Les inspecteurs Bosch, Wallender et Rebus – des écritures masculines de Michael Connely, Henning Mankell et Ian Rankin sont lus par des hommes et des femmes. Aucun doute, ces romans ne sauraient être qualifiés d’écriture de femme. Pourquoi ces mots me viennent-ils à l’esprit ? Pourquoi un tel succès chez ces romanciers ? Le succès vient-il du fait qu’on y retrouve un héros qu’on aimerait côtoyer ? Est-ce là le succès auprès des lectrices ? Bosch, Wallender et Rebus connaissent des amours malheureuses, des relations difficiles avec leurs proches – amante ou fille. On nous présente la vie ordinaire d’un travailleur qui se bat avec le sens de sa vie. Rien qui ne saurait déplaire aux lectrices et lecteurs.

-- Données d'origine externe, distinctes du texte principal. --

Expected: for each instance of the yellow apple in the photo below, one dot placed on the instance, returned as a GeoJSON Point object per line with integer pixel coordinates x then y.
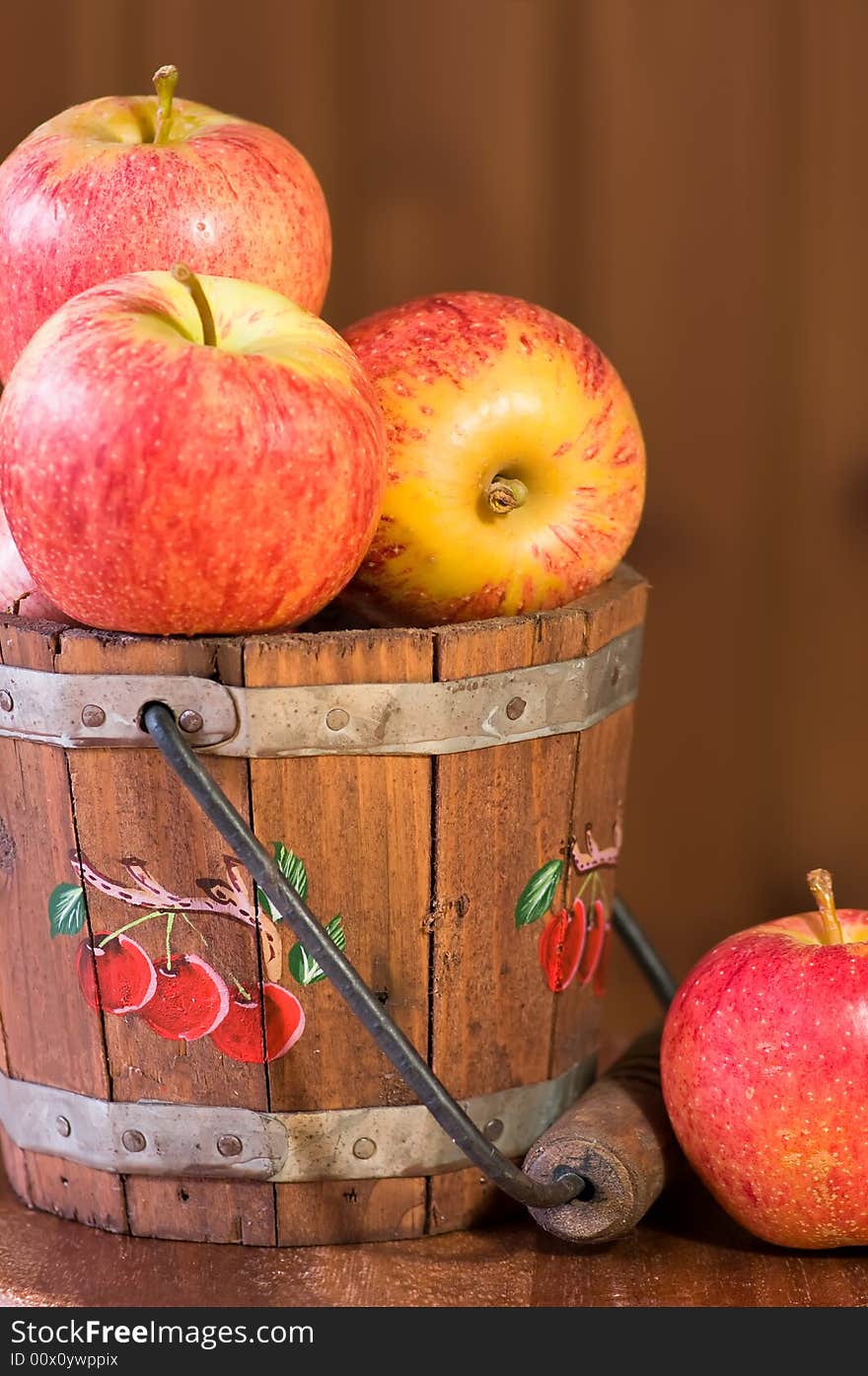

Yourcenar a mis au monde deux grands personnages : Hadrien et Zénon. Ces romans m’ont marquée mais je ne peux qualifier l’écriture comme une écriture féminine. Je ne la qualifierais pas non plus d’écriture de gars ou d’Homme.

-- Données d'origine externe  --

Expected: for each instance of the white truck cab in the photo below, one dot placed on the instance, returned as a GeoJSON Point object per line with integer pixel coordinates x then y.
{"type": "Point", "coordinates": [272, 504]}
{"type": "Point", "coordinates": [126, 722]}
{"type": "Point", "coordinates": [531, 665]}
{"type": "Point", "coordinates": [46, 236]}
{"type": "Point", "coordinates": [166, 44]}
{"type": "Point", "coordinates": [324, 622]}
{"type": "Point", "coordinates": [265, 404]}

C’est en relisant Annie Leclerc6 que des pistes sont apparues pour répondre à la question romans de filles – genre mineur ou pas ? Annie Leclerc nous dit :

Toute femme qui veut tenir un discours qui lui soit propre ne peut se dérober à cette urgence extraordinaire : inventer la femme. (p.8)

Nous avons fait les enfants, et eux, ils ont fait l’Homme. » (p.10) « Un homme parle au nom des Hommes. Une femme, au nom des femmes. (p.11)

Tout ce qui était nôtre sans être vôtre vous l’avez converti en souillure, en douleur, en devoir, en chiennerie, en petitesse, en servitude.(p15)

Si on considère le cours de l’histoire, les écrits des femmes sont récents. C’est au cours des derniers siècles qu’ils se sont faits plus présents et ce n’est que plus récemment que les femmes disposent du temps, de l’argent et d’une chambre à elle pour que cette écriture prenne forme plus facilement. Des femmes d’ici et d’ailleurs ont même pensé utiliser un nom de plume masculin pour être lues, pour percer comme écrivaine. Quant à la piste proposée par Annie Leclerc d’inventer la femme, d’inventer l’écriture féminine, de dire les paroles des femmes, alors là, nous sommes dans l’histoire actuelle. L’écriture va surgir de l’intérieur. Cette parole que les femmes s’autorisent à prendre, à écrire, à dire, elle parle de leur expérience, des nôtres. Nous nous reconnaissons, nous lui donnons toute sa valeur, toute la place qui lui est due. Merci aux mouvements de libération des femmes qui ont permis l’éclosion de ces paroles, de ces écritures féminines.

1. Rilke, Rainer-Maria. Lettres un jeune poète. Les Cahiers Rouges – Éditions Bernard Grasset 2005. Édition originale :1937.  Traduction de l’allemand par Bernard Grasset et Rainer Biemel. p. 23
2. Woolf, Virginia. A Room of One’s Own. Traduction libre.
3. Woolf, Virginia. Virginia Woolf – Journal d’un écrivain. Bibliothèques 10/18. pp. 221-222 (mercredi 28 novembre 1928.
4. Yourcenar, Marguerite. Les yeux ouverts – entretiens avec Matthieu Galey. Le livre de poche. p. 218.
5. Archambault, Gilles. La Presse 21,22 juin 2008 – La petite chronique – Écritures de femmes Jean Rhys et Charlotte Brontë deux créatrices à la sensibilité exacerbée.
6.Leclerc, Annie. Parole de femme. Bernard Grasset. Paris. 1974.